O tom apelativo das notícias nos deprime e enfraquece | Luciana Hidalgo
O
excesso de informação nos emburrece. O tom apelativo das notícias nos deprime e
enfraquece. O sensacionalismo nos incita o medo de tudo. A liberdade não
consiste em estar informado, mas em refletir sobre a informação. Informação não
é conhecimento. Conhecimento é o que cada um consegue fazer da enxurrada de
informações cada vez mais sensacionalistas e violentas.
A
internet começou como um espaço livre, democrático, e acabou virando um
presídio do pensamento, sobretudo de um pensamento mais original. Não por acaso
muitos alunos passaram a menosprezar a figura humana da professora, do
professor em sala de aula. É uma figura um tanto enfraquecida, que parece
ultrapassada pela tecnologia excessiva, mas ainda luta pelo conhecimento. Por
isso talvez seja tão perseguida, às vezes escorraçada, esfaqueada, assassinada
por aqueles alunos que não prezam o conhecimento, porque simplesmente o
desconhecem.
Hoje
pensei na Dona Yolanda, professora de português que me deu Clarice Lispector
para ler quando eu tinha apenas 11 anos. Não compreendi tudo que “Laços de
família” queria dizer, mas aquele gesto detonou na criança que eu era o desejo
desenfreado pelo conhecimento. Eu sabia que ali tinha algo a ser compreendido.

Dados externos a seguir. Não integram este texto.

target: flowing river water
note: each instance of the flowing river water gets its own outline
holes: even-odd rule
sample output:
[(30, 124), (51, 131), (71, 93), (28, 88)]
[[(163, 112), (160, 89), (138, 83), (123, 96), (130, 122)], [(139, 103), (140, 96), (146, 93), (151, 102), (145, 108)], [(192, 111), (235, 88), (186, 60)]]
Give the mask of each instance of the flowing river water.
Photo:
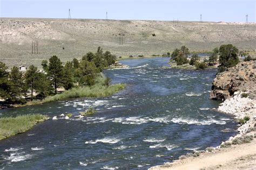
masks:
[(216, 146), (235, 133), (233, 117), (209, 99), (216, 70), (162, 69), (169, 58), (127, 60), (130, 68), (105, 70), (126, 88), (112, 96), (80, 98), (0, 110), (52, 117), (98, 112), (83, 119), (49, 120), (0, 141), (0, 169), (146, 169), (193, 150)]

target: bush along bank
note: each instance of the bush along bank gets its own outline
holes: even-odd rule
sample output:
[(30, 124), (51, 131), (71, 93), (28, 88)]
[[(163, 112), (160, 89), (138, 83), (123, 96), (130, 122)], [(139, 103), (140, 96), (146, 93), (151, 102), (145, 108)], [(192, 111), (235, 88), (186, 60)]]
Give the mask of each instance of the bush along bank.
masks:
[(36, 124), (49, 119), (45, 115), (26, 115), (16, 117), (0, 118), (0, 140), (24, 132), (32, 129)]
[[(111, 84), (102, 72), (114, 64), (116, 56), (99, 47), (79, 61), (63, 63), (56, 55), (43, 60), (43, 70), (32, 65), (24, 72), (0, 62), (0, 99), (5, 105), (23, 106), (70, 97), (103, 97), (123, 89), (125, 84)], [(61, 89), (61, 90), (59, 89)], [(62, 91), (64, 91), (62, 93)]]

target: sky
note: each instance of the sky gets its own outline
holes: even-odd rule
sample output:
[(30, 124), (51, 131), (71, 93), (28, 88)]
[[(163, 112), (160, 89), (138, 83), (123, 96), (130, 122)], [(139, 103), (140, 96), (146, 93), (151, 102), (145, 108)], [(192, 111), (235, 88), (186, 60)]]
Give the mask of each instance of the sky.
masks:
[(256, 19), (256, 0), (0, 0), (0, 17), (244, 22)]

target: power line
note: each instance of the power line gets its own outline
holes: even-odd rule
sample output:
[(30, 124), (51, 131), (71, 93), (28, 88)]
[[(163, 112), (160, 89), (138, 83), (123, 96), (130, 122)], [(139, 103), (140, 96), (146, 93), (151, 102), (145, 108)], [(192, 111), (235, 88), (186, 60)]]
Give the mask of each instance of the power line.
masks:
[(69, 20), (71, 21), (71, 15), (70, 14), (70, 9), (69, 9)]
[(37, 42), (37, 41), (36, 41), (36, 42), (33, 42), (33, 41), (32, 41), (31, 45), (32, 45), (32, 54), (38, 54), (38, 43)]

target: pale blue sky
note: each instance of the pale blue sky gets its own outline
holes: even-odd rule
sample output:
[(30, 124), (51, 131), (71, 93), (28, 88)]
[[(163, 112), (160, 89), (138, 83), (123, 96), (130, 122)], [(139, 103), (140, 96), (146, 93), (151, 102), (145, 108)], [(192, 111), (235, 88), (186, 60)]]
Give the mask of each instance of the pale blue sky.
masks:
[(256, 0), (0, 0), (0, 17), (255, 22)]

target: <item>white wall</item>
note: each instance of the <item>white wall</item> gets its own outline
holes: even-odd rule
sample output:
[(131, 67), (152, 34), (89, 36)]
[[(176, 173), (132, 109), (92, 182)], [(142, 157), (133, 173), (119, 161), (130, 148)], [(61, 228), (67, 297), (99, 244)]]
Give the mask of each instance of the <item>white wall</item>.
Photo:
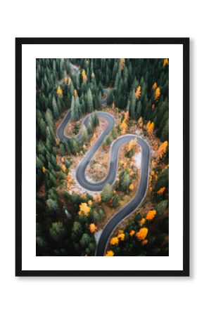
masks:
[[(202, 1), (7, 1), (1, 5), (1, 315), (185, 315), (203, 310), (203, 27)], [(77, 4), (77, 6), (74, 6)], [(95, 12), (94, 9), (94, 8)], [(15, 37), (190, 37), (190, 278), (16, 278), (14, 276)], [(28, 78), (29, 80), (29, 78)], [(177, 87), (175, 86), (175, 89)], [(29, 103), (28, 103), (29, 107)], [(3, 110), (3, 113), (2, 113)], [(2, 129), (2, 131), (1, 131)], [(201, 138), (202, 137), (202, 138)], [(200, 166), (201, 167), (200, 167)], [(3, 202), (3, 204), (2, 204)], [(29, 209), (27, 210), (29, 211)], [(175, 220), (177, 219), (175, 218)], [(151, 268), (151, 267), (150, 267)]]

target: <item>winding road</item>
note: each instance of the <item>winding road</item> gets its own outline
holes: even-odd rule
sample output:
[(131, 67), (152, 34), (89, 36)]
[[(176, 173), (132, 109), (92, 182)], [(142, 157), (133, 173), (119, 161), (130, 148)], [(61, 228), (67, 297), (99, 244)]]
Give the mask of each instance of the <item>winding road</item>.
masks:
[[(108, 92), (108, 90), (106, 89), (105, 92)], [(103, 102), (106, 103), (106, 100), (103, 100)], [(111, 132), (114, 126), (114, 117), (109, 113), (105, 112), (98, 112), (98, 117), (103, 118), (108, 121), (108, 126), (100, 135), (96, 143), (87, 152), (86, 155), (84, 157), (77, 168), (77, 180), (84, 188), (90, 191), (101, 191), (105, 183), (108, 183), (110, 185), (114, 183), (117, 176), (118, 152), (122, 145), (129, 143), (131, 140), (134, 139), (136, 137), (137, 143), (139, 144), (141, 148), (141, 178), (139, 188), (132, 200), (121, 208), (117, 213), (115, 213), (103, 228), (98, 242), (95, 255), (104, 256), (110, 237), (113, 232), (115, 230), (120, 223), (121, 223), (125, 218), (128, 217), (136, 209), (145, 197), (148, 181), (150, 147), (144, 139), (137, 137), (134, 134), (125, 135), (117, 138), (112, 143), (110, 147), (109, 169), (107, 177), (102, 181), (97, 183), (89, 181), (85, 176), (86, 169), (98, 149), (102, 145), (103, 140)], [(90, 117), (91, 114), (89, 114), (84, 120), (84, 124), (86, 126), (89, 123)], [(65, 128), (68, 124), (70, 119), (70, 111), (68, 111), (57, 130), (57, 137), (61, 140), (65, 140), (68, 139), (68, 137), (65, 136), (64, 131)]]

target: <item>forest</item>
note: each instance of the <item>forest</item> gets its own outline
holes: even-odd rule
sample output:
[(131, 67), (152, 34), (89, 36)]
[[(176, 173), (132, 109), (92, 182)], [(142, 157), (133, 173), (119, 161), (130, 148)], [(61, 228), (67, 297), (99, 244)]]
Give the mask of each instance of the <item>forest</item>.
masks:
[[(135, 138), (120, 150), (115, 180), (94, 192), (75, 171), (108, 126), (103, 113), (114, 126), (86, 169), (91, 182), (107, 176), (113, 144)], [(169, 255), (167, 58), (37, 59), (36, 124), (37, 256), (96, 255), (106, 225), (139, 190), (139, 138), (151, 153), (145, 197), (114, 228), (104, 256)]]

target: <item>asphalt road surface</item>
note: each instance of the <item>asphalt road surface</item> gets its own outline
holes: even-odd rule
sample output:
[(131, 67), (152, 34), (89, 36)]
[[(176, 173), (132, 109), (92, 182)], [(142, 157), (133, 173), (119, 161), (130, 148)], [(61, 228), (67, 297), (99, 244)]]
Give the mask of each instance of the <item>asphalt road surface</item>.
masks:
[[(105, 90), (105, 89), (104, 89)], [(108, 93), (108, 90), (106, 89), (106, 93)], [(106, 103), (106, 100), (105, 100)], [(117, 176), (118, 152), (120, 147), (129, 143), (131, 140), (135, 138), (135, 135), (125, 135), (117, 138), (111, 145), (110, 162), (108, 174), (106, 179), (102, 181), (94, 183), (89, 181), (85, 176), (86, 169), (89, 164), (91, 159), (94, 156), (95, 153), (102, 145), (105, 138), (111, 132), (114, 126), (114, 118), (109, 113), (105, 112), (98, 112), (98, 117), (102, 117), (107, 120), (108, 126), (103, 132), (98, 137), (96, 142), (87, 152), (83, 159), (79, 163), (76, 170), (76, 178), (78, 183), (85, 189), (89, 191), (101, 191), (105, 183), (108, 183), (113, 185), (115, 182)], [(84, 124), (87, 126), (90, 114), (88, 115), (84, 120)], [(65, 140), (68, 138), (64, 134), (64, 131), (66, 125), (70, 119), (70, 111), (68, 111), (65, 119), (62, 121), (57, 131), (57, 137), (62, 140)], [(137, 143), (140, 145), (141, 148), (141, 179), (138, 190), (132, 198), (132, 199), (115, 213), (112, 218), (107, 222), (106, 226), (102, 230), (100, 239), (98, 242), (96, 256), (104, 256), (106, 249), (108, 244), (109, 239), (113, 232), (115, 230), (117, 226), (125, 218), (128, 217), (133, 213), (136, 208), (143, 202), (147, 187), (148, 181), (148, 165), (150, 159), (150, 148), (148, 143), (142, 138), (136, 137)]]

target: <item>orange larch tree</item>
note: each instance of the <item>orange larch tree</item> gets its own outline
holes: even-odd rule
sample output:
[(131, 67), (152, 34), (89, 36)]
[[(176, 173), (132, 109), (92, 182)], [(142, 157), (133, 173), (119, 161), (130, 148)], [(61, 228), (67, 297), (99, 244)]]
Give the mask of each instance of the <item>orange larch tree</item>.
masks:
[(165, 59), (164, 59), (164, 62), (163, 62), (163, 65), (162, 65), (162, 67), (165, 67), (166, 65), (169, 65), (169, 60), (168, 60), (168, 58), (165, 58)]
[(91, 208), (88, 206), (87, 203), (81, 203), (79, 205), (79, 210), (78, 213), (82, 215), (84, 213), (86, 216), (89, 216)]
[(141, 86), (139, 86), (135, 93), (135, 98), (138, 100), (141, 96)]
[(160, 87), (158, 86), (158, 87), (155, 89), (155, 96), (154, 96), (154, 98), (155, 98), (155, 101), (158, 101), (158, 100), (159, 97), (160, 96), (160, 94), (161, 94), (161, 93), (160, 93)]

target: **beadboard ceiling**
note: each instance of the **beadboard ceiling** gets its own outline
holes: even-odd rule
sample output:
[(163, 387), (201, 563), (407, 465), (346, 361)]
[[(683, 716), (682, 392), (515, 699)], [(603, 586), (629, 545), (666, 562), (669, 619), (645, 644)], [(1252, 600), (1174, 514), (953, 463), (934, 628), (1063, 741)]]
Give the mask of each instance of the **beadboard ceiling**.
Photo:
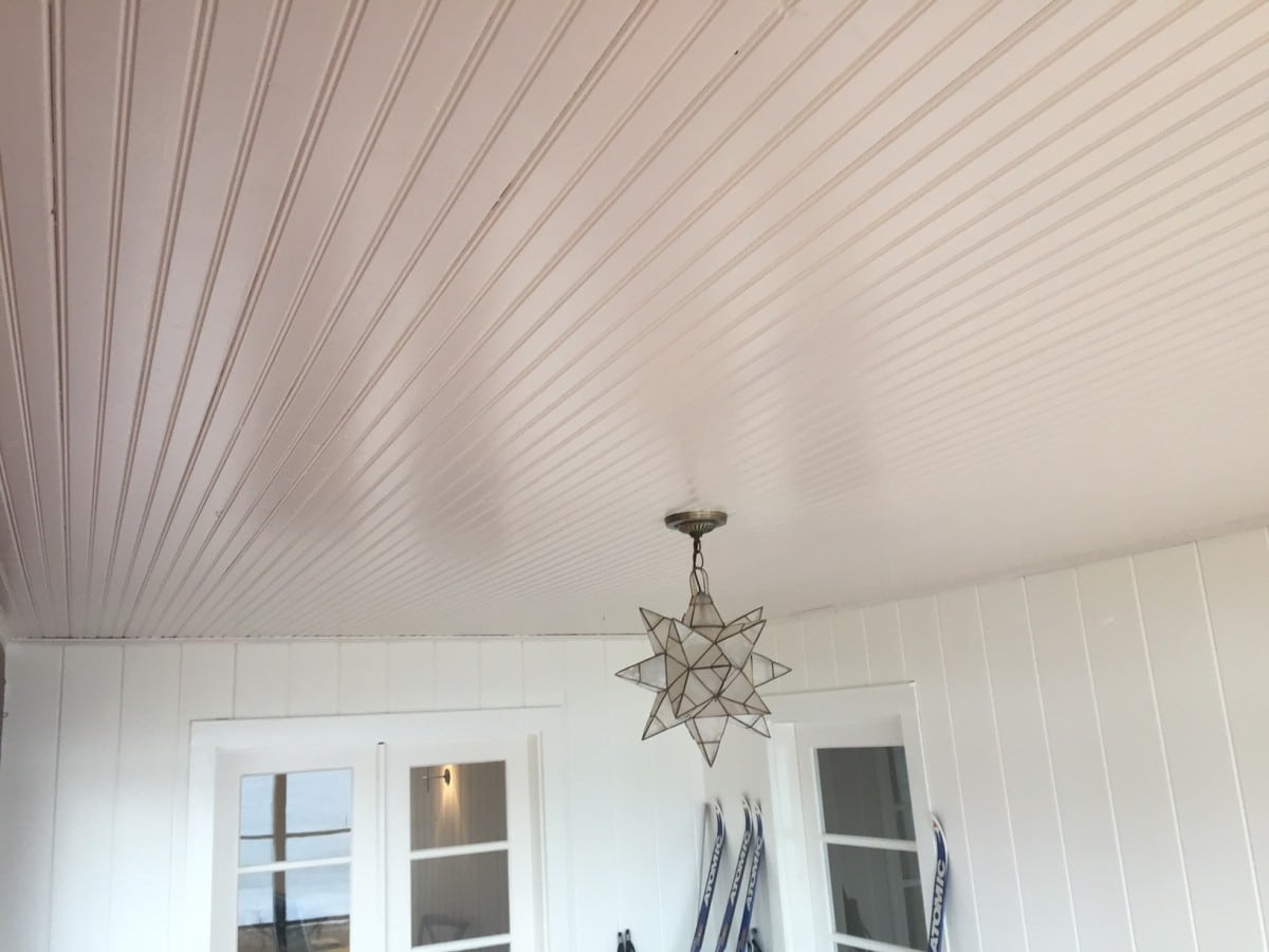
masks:
[(1269, 4), (11, 0), (16, 637), (610, 632), (1269, 513)]

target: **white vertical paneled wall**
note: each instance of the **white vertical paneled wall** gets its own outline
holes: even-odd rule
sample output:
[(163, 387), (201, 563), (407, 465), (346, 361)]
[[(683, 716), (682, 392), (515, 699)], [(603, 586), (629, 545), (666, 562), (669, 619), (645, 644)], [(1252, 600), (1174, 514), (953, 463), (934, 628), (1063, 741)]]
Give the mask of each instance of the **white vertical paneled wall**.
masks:
[[(773, 693), (916, 684), (953, 857), (954, 952), (1264, 949), (1269, 534), (773, 622)], [(640, 743), (651, 696), (612, 673), (642, 638), (16, 644), (0, 757), (0, 948), (169, 949), (192, 720), (561, 704), (567, 909), (674, 949), (694, 910), (700, 802), (769, 800), (765, 748), (718, 763)], [(780, 871), (778, 835), (770, 880)], [(726, 867), (725, 867), (726, 868)], [(759, 922), (778, 935), (764, 901)], [(775, 944), (775, 943), (772, 943)], [(566, 946), (555, 943), (556, 948)]]
[(915, 682), (956, 952), (1269, 948), (1265, 531), (773, 631), (772, 693)]
[(194, 720), (562, 704), (569, 909), (552, 949), (674, 948), (704, 796), (687, 737), (643, 744), (643, 638), (15, 644), (0, 754), (0, 949), (170, 952)]

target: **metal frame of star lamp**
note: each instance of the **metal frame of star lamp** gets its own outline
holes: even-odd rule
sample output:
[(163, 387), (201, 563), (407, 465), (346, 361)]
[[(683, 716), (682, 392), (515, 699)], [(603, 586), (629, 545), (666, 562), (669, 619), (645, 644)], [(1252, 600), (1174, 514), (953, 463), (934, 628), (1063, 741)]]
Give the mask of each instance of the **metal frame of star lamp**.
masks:
[(770, 736), (770, 708), (758, 688), (788, 674), (789, 668), (754, 650), (766, 625), (761, 608), (725, 623), (709, 594), (700, 537), (726, 526), (727, 514), (693, 509), (671, 513), (665, 524), (692, 537), (692, 598), (681, 618), (640, 609), (655, 654), (617, 677), (656, 693), (645, 740), (683, 725), (713, 767), (728, 721)]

Sim, o conhecimento é complexo, exige tempo, raciocínio e, acima de tudo, uma
grande vontade de saber.
Muitos
amigos, professores de colégios, têm me contado histórias aterrorizantes desde
que a extrema-direita instaurou um poder paralelo com informações, fake news e
todo tipo de manipulação para impedir o raciocínio e o conhecimento. Inventaram
a Escola sem Partido fingindo “proteger” alunos de uma esquerda fantasmática,
totalmente inventada, e acabaram emburrecendo, manipulando toda uma geração.
O
efeito de toda essa perversão é o desrespeito cruel em relação à professora, ao
professor. Uma professora de História me contou que, durante uma aula sobre a
ditadura dos anos 1960-70 no Brasil, um aluno a xingou de “comunista” com
virulência. Ela perguntou o que ele entendia por “comunista”, ele não tinha a
menor ideia.
Também
eu já fui professora no Instituto de Letras da Uerj, por poucos anos, o suficiente
para entender a beleza, a importância, o altruísmo contidos nessa profissão.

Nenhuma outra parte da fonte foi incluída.